Updaed at 11:10am ET, May 11
Nielsen has responded to the Media Rating Council (MRC)’s Monday news release regarding a confirmed understatement by as much as 6% of the Total Usage of Television (TUT) by Persons 18-49 during the ratings measurement company’s February 2021 measurement period.
In short, Nielsen says that pandemic measures led to “some understatement of audience estimates” — information that was shared with the MRC.
As first reported May 11 by RBR+TVBR, the Media Rating Council (MRC) confirmed that it met with Nielsen representatives to discuss industry concerns that there was an undercount.
In its statement, the MRC revealed that the Total Usage of Television (TUT) by Persons 18-49 was understated by approximately 2 to 6 percent for the February 2021 measurement period by Nielsen. The finding, MRC says, is based on Nielsen’s analyses of the potential impacts of the changes to its panel procedures.
In addition, MRC believes that Persons Using Television (PUT) estimates among the Persons 18-49 group was understated by a range of 1 to 5 percent in February 2021.
On Tuesday, a Nielsen spokesperson noted that, “as requested by the MRC, Nielsen has implemented a thorough analysis of the estimated impact of changes in consumer viewing behaviors and its panel maintenance protocols during the COVID-19 pandemic, and we will continue to work with the MRC on other analyses in the future.”
Importantly, the company spokesperson said that throughout the pandemic, “Nielsen has been fully transparent in collaborating with the MRC and focused on procedural changes to support its panelists, people, and the integrity of currency metrics used by the industry.”
And, the Nielsen spokesperson pegged the PUT estimate for P18-49 as understated by between 1 and 4 percent in February.
MRC explained that the analyses were designed to determine the impact (if any) to national television viewing estimates that may have resulted from certain changes made to Nielsen panel-related procedures because of COVID-related matters. These changes included adjustments to Nielsen’s standard meter maintenance procedures, a curtailment of the recruitment of new panel homes, and extending the time limits at which panelists are forced to turnover from participation in the panels.
Nielsen’s analyses also indicated that 93% of simulated Persons 18-49 C3 program ratings estimates for February were within +/- .02 points of the estimates originally reported. This was confirmed by the Nielsen spokesperson.
While certain programs showed no change in their rating, and some even had lower ratings in the simulated results, MRC believes these may have been partly a function of the analytical approach used, where homes were removed for the purpose of the simulation, resulting in greater variability, as well as the fact that the analyses were conducted prior to the completion of maintenance procedures for all suspect panel homes.
In short, MRC believes changes to program estimates are “largely one-directional,” and that there was some degree of understatement overall in the C3 Persons 18-49 estimates that were originally reported by Nielsen in the February 2021 period.
While the MRC MRC also notes, “and users of the data should keep in mind,” that this range of impact, as well as the originally reported ratings themselves, are estimates with standard errors associated with them, “we believe the directional impact noted above is appropriate to consider in assessing the estimates originally reported by Nielsen.”
It is difficult to estimate the impact, if any, to reported estimates that may have been attributable to the changes in panel recruitment and turnover processes, the MRC says.

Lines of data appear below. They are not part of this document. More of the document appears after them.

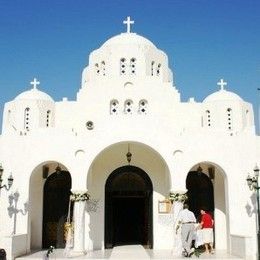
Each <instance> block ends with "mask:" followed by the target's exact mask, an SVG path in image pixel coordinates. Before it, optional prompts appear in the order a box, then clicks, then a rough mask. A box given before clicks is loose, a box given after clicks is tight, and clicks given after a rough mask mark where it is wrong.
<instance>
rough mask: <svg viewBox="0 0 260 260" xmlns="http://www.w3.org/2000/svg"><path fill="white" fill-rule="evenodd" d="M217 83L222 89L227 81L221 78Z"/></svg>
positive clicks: (226, 82)
mask: <svg viewBox="0 0 260 260" xmlns="http://www.w3.org/2000/svg"><path fill="white" fill-rule="evenodd" d="M217 84H218V85H219V86H220V89H221V90H224V87H225V86H226V85H227V82H225V81H224V80H223V79H221V80H220V81H219V82H218V83H217Z"/></svg>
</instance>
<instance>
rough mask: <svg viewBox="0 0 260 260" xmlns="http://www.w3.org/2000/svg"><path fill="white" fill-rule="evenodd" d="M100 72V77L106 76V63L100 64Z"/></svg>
mask: <svg viewBox="0 0 260 260" xmlns="http://www.w3.org/2000/svg"><path fill="white" fill-rule="evenodd" d="M101 71H102V75H103V76H106V63H105V62H104V61H102V62H101Z"/></svg>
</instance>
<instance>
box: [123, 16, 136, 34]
mask: <svg viewBox="0 0 260 260" xmlns="http://www.w3.org/2000/svg"><path fill="white" fill-rule="evenodd" d="M123 23H124V24H126V32H127V33H130V32H131V24H134V23H135V21H131V18H130V16H127V19H126V20H125V21H123Z"/></svg>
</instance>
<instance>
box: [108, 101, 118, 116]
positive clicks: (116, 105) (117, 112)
mask: <svg viewBox="0 0 260 260" xmlns="http://www.w3.org/2000/svg"><path fill="white" fill-rule="evenodd" d="M118 105H119V103H118V101H117V100H116V99H113V100H112V101H111V102H110V114H111V115H117V114H118Z"/></svg>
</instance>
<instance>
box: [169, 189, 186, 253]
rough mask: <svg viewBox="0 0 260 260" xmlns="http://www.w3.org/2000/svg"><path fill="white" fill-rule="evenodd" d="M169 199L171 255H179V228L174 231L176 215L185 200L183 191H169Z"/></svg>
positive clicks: (181, 246)
mask: <svg viewBox="0 0 260 260" xmlns="http://www.w3.org/2000/svg"><path fill="white" fill-rule="evenodd" d="M170 199H171V200H172V201H173V204H172V215H173V249H172V251H173V255H174V256H176V257H179V256H181V255H182V242H181V228H179V229H178V230H177V232H176V228H177V225H178V217H179V213H180V211H181V210H182V209H183V203H184V202H185V201H186V200H187V195H186V194H185V192H180V191H175V192H174V191H171V192H170Z"/></svg>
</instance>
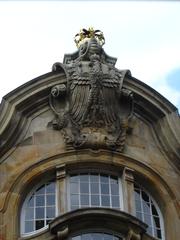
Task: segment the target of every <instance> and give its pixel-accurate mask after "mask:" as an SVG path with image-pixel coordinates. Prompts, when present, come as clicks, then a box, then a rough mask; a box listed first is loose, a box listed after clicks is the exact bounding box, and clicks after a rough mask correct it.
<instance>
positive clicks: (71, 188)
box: [70, 182, 79, 193]
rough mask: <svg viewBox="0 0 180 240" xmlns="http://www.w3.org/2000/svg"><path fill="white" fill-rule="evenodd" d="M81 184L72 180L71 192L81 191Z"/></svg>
mask: <svg viewBox="0 0 180 240" xmlns="http://www.w3.org/2000/svg"><path fill="white" fill-rule="evenodd" d="M78 186H79V184H78V183H77V182H72V183H71V185H70V191H71V193H79V187H78Z"/></svg>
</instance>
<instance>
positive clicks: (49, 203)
mask: <svg viewBox="0 0 180 240" xmlns="http://www.w3.org/2000/svg"><path fill="white" fill-rule="evenodd" d="M46 205H48V206H52V205H55V195H47V196H46Z"/></svg>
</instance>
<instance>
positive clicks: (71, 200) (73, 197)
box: [71, 195, 79, 205]
mask: <svg viewBox="0 0 180 240" xmlns="http://www.w3.org/2000/svg"><path fill="white" fill-rule="evenodd" d="M71 205H79V195H71Z"/></svg>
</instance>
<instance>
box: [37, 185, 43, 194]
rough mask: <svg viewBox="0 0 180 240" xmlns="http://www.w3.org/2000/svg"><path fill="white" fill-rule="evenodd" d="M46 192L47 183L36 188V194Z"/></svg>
mask: <svg viewBox="0 0 180 240" xmlns="http://www.w3.org/2000/svg"><path fill="white" fill-rule="evenodd" d="M44 193H45V185H42V186H41V187H39V188H38V189H37V190H36V195H37V194H44Z"/></svg>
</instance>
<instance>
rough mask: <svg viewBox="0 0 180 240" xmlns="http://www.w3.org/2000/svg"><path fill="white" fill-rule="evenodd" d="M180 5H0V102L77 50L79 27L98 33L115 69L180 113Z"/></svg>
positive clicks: (81, 3) (47, 70) (60, 2)
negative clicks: (7, 94)
mask: <svg viewBox="0 0 180 240" xmlns="http://www.w3.org/2000/svg"><path fill="white" fill-rule="evenodd" d="M179 13H180V2H178V1H75V0H74V1H42V0H41V1H0V86H1V87H0V101H1V99H2V97H3V96H4V95H6V94H7V93H8V92H10V91H12V90H13V89H15V88H17V87H18V86H20V85H22V84H23V83H25V82H27V81H29V80H31V79H33V78H36V77H38V76H40V75H43V74H45V73H47V72H50V71H51V68H52V65H53V63H55V62H62V61H63V56H64V54H66V53H72V52H75V51H76V45H75V43H74V36H75V34H76V33H78V32H79V30H80V29H81V28H89V27H94V28H95V29H100V30H101V31H102V32H103V33H104V36H105V39H106V43H105V45H104V46H103V48H104V50H105V52H106V53H107V54H108V55H110V56H112V57H116V58H117V59H118V61H117V63H116V67H117V68H119V69H121V70H123V69H129V70H130V71H131V73H132V76H133V77H135V78H138V79H139V80H141V81H143V82H144V83H146V84H148V85H149V86H151V87H153V88H154V89H155V90H157V91H158V92H159V93H161V94H162V95H163V96H164V97H166V98H167V99H168V100H169V101H170V102H172V103H173V104H174V105H175V106H176V107H177V108H178V109H179V111H180V27H179V25H180V14H179Z"/></svg>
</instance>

What are some of the next steps?
The MRC plans to continue to work with Nielsen and its members to further analyze the impact that panel disruptions may have had on the viewing estimates Nielsen reported over the affected period. These efforts will include investigating any impacts to Nielsen’s reporting in local markets, as well as further exploration of the role that certain zero-tuning households may have played in reported viewing estimates. Beyond the general numerical ranges that are noted in this statement, customers are encouraged to seek further detailed information on possible impacts from Nielsen, and how these may relate to their specific audiences.
The MRC also plans to continue to work with Nielsen in its ongoing audit and accreditation process for the National Television service as Nielsen more fully returns to a pre-COVID, business-as- usual state in regard to its field visitation practices and the systems it uses to detect potential metering and other issues that could negatively affect its ability to collect full and accurate viewing data from its panel homes.
“Since early March 2021, Nielsen has aggressively returned to pre-COVID maintenance procedures and will continue to rigorously work with the MRC and its clients to understand the impacts of both the pandemic and changing consumer viewing behaviors on data and analysis,” the Nielsen spokesperson said.
This story was originally distributed May 10, 2021 and was updated to include statements from Nielsen.